With more direction from Grace, they made their way to a manhole cover within half a mile of the cemetery. Now she had nothing left but hope–hope that Alex was there and he had drawn substantial forces to that location.
* * *
Grace started heading north. They were only a few blocks from the graveyard where they would have this out. Graveyards were known as places of death–everyone knew that. Walking among the dead was akin to asking to join them. Their spirits still dwelt there, where their decayed corpses lay in well-preserved slumber.
As they approached the outer wall of the graveyard, Blondie shuddered. “Is there another way we could go?” she asked.
Grace smiled and shook her head. “Oh no, this is the only way.”
The crowd behind them had slipped back and the swell of the Rats no longer seemed as suffocating. Up the way, the man handing out religious flyers stared at the approaching horde with wide eyes. He did not even ask them to repent as the head of the group wandered by. Instead, he gathered up his flyers and fled across the street in the opposite direction.
The Establishment must already be here, Grace decided. That’s why he ran.
The wrought-iron gates of the cemetery approached. They were wide open–an age-old chain lock hung uselessly from its hinges–but there was no need for chains to keep people out of this place.
“We’re not going in there,” Blondie said.
“That’s where Jordan Lacklin is,” Grace said.
“He’s dead?” She grabbed Grace by the shoulder and spun her around. “You lying bitch!”
“He’s not dead. He lives there. He wanted to be with his wife, who’s buried there.” Grace was making this up as she went, but it sounded good.
“No one lives in a cemetery!”
“Are you afraid?” Grace asked.
Those seemed to be the magic words. Blondie spun Grace back around. “You go first.”
She entered the iron maw of the cemetery, wondering where The Establishment forces were, wondering where Alex and Meg were and how they were doing, and wondering what that man who lived in the cemetery would make of all this. He had come here for peace, and yet, here they were, trespassing on his morbid sanctuary.
“Who’s there?” Blondie demanded.
It took Grace a moment to spot what Blondie had seen. Blondie must have incredibly sharp eyes, she thought. But there in the distance, she saw it–a figure barely visible in the moonlight. No–two…three…four…
She lost count, but now was not the time for math. Now was the time to…duck!
She threw herself behind a large headstone with a childlike angel’s face carved intricately in sleek white marble.

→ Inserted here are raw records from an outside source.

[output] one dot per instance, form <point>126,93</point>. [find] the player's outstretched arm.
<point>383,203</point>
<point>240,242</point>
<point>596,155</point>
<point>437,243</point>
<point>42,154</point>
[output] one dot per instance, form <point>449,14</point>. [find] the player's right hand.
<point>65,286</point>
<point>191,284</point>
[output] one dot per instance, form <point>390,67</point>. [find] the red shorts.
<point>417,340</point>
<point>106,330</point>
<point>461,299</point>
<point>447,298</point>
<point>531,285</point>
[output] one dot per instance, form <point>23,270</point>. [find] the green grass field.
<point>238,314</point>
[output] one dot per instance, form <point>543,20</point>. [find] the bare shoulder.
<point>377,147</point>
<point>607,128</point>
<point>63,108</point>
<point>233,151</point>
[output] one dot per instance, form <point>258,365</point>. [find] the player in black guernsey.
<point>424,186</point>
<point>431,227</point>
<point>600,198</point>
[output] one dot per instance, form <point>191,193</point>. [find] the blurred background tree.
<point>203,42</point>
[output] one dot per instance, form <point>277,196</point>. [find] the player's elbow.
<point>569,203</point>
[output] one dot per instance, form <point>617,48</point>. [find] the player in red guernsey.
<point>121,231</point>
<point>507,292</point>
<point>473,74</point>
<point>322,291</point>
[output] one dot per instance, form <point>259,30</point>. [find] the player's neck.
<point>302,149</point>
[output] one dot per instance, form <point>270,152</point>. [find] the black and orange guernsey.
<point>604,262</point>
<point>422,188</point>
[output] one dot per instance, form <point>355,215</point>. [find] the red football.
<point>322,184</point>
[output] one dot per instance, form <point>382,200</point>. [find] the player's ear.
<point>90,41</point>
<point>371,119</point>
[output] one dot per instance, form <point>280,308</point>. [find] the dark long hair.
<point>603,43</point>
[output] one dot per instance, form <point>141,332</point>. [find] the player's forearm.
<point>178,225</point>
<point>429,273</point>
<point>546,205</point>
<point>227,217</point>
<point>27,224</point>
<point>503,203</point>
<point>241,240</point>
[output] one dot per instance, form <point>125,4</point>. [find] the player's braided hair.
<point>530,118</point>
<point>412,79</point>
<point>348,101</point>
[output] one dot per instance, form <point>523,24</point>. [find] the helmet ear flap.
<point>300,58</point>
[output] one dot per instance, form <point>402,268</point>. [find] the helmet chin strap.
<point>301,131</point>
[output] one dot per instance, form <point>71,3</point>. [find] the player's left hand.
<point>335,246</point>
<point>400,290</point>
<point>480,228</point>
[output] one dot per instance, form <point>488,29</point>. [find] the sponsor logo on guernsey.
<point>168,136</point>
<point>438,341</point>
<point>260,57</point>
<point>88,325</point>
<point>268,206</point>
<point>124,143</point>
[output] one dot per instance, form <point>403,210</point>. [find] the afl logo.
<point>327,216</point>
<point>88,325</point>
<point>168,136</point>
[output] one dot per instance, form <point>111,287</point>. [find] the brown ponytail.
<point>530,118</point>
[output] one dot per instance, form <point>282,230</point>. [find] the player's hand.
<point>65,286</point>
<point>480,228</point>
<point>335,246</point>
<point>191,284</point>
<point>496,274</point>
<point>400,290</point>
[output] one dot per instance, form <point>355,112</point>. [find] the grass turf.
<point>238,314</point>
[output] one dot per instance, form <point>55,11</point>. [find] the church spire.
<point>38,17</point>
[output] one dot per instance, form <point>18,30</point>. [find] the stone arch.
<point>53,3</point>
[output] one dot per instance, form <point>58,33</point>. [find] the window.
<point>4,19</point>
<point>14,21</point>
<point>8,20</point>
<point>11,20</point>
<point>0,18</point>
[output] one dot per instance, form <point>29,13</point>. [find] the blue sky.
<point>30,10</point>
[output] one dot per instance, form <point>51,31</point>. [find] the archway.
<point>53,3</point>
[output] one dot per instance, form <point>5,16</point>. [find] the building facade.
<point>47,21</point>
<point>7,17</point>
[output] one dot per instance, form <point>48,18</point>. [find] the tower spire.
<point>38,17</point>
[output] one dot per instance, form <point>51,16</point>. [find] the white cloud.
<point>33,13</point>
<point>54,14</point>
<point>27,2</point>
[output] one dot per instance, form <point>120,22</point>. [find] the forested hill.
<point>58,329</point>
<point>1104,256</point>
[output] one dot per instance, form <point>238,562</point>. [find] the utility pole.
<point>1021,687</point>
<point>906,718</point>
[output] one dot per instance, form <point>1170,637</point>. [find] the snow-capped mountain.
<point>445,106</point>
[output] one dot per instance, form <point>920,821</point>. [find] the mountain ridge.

An instant later, the marble face disintegrated into nothingness as the blast of a disruptor shattered its artful visage.
A few feet away, several of the Sewer Rats began to fall victim to the onslaught of disruptor fire. A woman fell to the ground, writhing and clutching the stump of an arm that had disintegrated nearly to the shoulder. The woman caught Grace’s eye and moaned, but didn’t ask for help. Good thing, because Grace stood frozen in time, her body in the present but her mind in the past.
There were six of them...no, more. They fired their weapons, bursts of deadly red, aiming to kill. Grace fired again and again until suddenly, her hand disappeared from under her weapon. A strangled yell escaped her throat, already sore from screaming through Ethan’s torture. Her hand! Her hand! She couldn’t fight without her hand.